The message of Robert Kenner's documentary Command and Control is crisp and scary. Atomic weapons are man-made machines. Man-made machines sooner or later break. A very serious accident, or even atomic apocalypse is only a matter of time. Actually a very serious accident did happen in 1980 at a nuclear missile in Arkansas, when the area around, the continent and maybe the whole world was close to a disaster maybe similar in proportions to the one that happened in Chernobyl in Ukraine (than part of the Soviet Union) a few years later.I liked the low-key documentary style of this production. The authors restrained from commenting too much (although there are a few punch lines) and let the facts speak. It is amazing how much filmed material was available if we are taking into account the classified nature of the events that took place. We can also draw some conclusions, this being mostly left to us, viewers. At the end of the day the safety systems in place worked, but the wrong decisions of the human factors did not lack either. What was different from the incident in the Soviet Union besides the very existence and quality of the safety equipment was also the fact that the decisions were made at a relative low level, and eventually the right decisions prevailed. Heroism was there, at least one precious life was lost, and several people remained with physical and psychological traumas, not to speak about the imposed silence about the events. For these people the film is an act of recovery and rehabilitation which seems to be well deserved.One more thought could not escape me when seeing this film - how young the heroes of this story were. The safety of the nuclear devices was put in the hands of very young people in uniform, who were only a few years before just kids. Many of the members of the emergency teams were also very young. Maybe one day a film needs to be made about those kids, or men and women who have been so recently kids to whom we trust not only the manipulation of deadly weapons, but the very existence of the planet and of life on it.

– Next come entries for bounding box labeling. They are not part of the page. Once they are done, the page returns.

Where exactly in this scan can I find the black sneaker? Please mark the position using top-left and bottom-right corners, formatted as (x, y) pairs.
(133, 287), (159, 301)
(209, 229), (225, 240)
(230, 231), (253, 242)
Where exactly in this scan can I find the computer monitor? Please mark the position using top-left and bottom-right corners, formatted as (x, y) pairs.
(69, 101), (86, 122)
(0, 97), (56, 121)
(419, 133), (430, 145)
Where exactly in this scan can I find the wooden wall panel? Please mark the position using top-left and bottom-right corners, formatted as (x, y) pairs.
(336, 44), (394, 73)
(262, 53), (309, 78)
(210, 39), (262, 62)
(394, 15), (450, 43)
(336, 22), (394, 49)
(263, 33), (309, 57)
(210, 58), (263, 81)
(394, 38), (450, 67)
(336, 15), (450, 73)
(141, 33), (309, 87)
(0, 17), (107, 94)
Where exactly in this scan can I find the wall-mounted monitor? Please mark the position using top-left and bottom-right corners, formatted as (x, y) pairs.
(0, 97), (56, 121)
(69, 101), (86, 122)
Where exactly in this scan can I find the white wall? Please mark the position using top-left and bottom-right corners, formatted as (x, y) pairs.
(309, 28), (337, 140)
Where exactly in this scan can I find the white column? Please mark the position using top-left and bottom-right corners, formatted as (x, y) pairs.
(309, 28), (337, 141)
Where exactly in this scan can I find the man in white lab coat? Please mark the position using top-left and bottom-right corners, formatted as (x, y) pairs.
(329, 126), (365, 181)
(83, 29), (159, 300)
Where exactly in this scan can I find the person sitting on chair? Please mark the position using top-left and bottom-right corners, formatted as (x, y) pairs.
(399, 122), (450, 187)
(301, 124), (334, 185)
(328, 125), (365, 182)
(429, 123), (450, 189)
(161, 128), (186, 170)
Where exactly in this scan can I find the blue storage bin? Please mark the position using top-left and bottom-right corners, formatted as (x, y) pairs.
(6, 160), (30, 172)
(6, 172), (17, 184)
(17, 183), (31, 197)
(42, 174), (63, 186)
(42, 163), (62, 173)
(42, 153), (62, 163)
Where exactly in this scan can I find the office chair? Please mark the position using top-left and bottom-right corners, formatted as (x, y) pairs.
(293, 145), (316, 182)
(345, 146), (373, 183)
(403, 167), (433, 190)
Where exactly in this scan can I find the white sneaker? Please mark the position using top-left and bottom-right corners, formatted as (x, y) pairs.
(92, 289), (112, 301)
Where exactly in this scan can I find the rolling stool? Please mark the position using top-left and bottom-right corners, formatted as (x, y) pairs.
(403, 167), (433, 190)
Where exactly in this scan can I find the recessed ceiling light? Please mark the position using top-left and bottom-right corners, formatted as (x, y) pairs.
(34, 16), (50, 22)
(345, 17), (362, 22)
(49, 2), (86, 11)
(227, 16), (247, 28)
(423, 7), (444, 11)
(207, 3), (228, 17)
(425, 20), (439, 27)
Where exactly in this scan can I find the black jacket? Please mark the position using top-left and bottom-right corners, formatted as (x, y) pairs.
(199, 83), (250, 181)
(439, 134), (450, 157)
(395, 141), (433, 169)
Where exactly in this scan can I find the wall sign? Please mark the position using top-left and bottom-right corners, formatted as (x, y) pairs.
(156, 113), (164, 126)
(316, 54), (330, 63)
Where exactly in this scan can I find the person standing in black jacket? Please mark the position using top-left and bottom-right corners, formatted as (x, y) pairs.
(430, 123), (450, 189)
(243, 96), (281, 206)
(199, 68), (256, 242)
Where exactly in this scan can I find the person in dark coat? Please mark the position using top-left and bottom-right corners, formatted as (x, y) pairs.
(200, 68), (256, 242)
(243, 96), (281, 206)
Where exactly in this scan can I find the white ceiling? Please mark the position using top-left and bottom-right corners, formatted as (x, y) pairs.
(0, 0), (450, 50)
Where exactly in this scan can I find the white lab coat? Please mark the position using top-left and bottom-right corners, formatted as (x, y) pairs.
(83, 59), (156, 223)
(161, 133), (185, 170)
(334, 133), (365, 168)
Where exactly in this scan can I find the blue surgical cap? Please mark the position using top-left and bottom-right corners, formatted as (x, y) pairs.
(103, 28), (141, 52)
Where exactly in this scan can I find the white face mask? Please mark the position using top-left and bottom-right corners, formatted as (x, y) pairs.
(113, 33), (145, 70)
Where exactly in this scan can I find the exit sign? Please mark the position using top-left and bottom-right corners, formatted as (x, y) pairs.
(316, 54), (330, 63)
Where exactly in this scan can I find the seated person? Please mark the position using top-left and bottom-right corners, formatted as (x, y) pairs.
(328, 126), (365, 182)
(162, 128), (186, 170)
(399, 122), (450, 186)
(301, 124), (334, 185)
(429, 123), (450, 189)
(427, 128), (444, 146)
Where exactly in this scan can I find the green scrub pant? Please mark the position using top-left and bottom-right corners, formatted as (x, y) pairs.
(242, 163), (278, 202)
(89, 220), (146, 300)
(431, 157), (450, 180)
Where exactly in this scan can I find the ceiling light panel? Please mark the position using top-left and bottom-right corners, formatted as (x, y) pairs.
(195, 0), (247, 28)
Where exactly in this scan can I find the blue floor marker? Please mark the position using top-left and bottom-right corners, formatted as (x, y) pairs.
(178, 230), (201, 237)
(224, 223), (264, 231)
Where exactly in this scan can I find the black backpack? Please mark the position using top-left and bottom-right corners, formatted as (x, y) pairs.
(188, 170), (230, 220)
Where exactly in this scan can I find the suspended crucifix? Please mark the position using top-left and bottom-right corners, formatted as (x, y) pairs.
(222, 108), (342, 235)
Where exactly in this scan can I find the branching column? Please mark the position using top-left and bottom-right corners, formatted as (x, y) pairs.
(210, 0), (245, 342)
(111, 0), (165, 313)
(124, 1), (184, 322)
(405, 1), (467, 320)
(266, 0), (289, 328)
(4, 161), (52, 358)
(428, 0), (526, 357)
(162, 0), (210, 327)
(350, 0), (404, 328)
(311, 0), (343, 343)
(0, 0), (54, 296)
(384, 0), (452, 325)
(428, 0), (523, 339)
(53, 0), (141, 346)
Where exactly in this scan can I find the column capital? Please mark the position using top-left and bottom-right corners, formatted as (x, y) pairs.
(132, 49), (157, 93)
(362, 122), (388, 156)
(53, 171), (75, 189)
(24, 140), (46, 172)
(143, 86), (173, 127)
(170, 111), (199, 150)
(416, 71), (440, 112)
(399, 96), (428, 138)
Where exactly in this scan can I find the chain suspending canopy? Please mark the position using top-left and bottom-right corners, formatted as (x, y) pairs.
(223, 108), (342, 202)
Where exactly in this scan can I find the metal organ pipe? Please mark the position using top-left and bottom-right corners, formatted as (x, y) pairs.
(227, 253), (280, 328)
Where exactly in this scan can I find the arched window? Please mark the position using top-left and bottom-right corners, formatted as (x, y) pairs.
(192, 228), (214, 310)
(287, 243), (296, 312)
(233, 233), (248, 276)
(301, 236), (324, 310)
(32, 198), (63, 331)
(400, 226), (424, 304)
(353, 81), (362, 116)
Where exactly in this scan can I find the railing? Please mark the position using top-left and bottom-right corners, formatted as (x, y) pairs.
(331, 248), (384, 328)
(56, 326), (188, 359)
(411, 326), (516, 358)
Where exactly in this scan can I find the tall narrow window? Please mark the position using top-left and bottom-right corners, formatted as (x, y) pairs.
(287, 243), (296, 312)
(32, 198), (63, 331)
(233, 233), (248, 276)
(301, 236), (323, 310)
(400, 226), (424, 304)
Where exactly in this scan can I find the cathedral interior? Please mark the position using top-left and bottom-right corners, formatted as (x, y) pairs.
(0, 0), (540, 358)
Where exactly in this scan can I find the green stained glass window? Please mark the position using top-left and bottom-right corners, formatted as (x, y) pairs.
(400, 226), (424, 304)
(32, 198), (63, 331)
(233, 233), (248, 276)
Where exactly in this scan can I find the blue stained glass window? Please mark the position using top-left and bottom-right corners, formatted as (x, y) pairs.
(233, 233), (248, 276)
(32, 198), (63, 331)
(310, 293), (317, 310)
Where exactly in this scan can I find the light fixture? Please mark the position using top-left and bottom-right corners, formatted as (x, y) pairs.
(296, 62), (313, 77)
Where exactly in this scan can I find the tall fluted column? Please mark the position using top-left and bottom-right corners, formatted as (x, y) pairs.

You won't find much about the 1980 Damascus Titan Missile Explosion on Wikipedia. It was one of those minor Cold War mishaps that barely made it beyond the local news. A young airman was doing routine maintenance at an Arkansas ICBM site. He didn't fully appreciate the difference between a ratchet and a socket wrench (who knew there was a difference?) and accidentally dropped the heavy steel head of his tool into the silo of an aged Titan II missile. The head punctured the skin of the missile, resulting in a fuel leak and, a few hours later, an explosion that wrecked the silo, killing one airman and wounding 21 others. Fortunately, the Titan's nine-megaton thermonuclear warhead, the most powerful US bomb then in existence, did not explode. This low-key but powerful documentary examines the chain of events that led to the accident and, more pertinently, looks at the wider significance of what did and didn't happen. There are interviews with the surviving site crew and some impressive re-enactments of the sequence of events, so realistic that at first you think it must be authentic historical footage. The investigative journalist Eric Schlosser, author of an acclaimed book about the Damascus accident, had a large hand in this production and appears periodically in the film. Knowing little about Damascus, you might be tempted to chalk it up as a calamity avoided because the safety systems in place actually worked. By the time the film is over, you won't be so dismissive. The most serious nuclear threat to the US at this time (because it occurred on a frequent daily basis, and had little to do with international tensions) was from accidents within its own arsenal. (A similar situation must surely have prevailed in the Soviet Union.) Are we safer now, given that there are far fewer nukes deployed and Command and Control organizations have learned from past experiences? The documentary has a clear answer, and it's probably not the one we hoped for.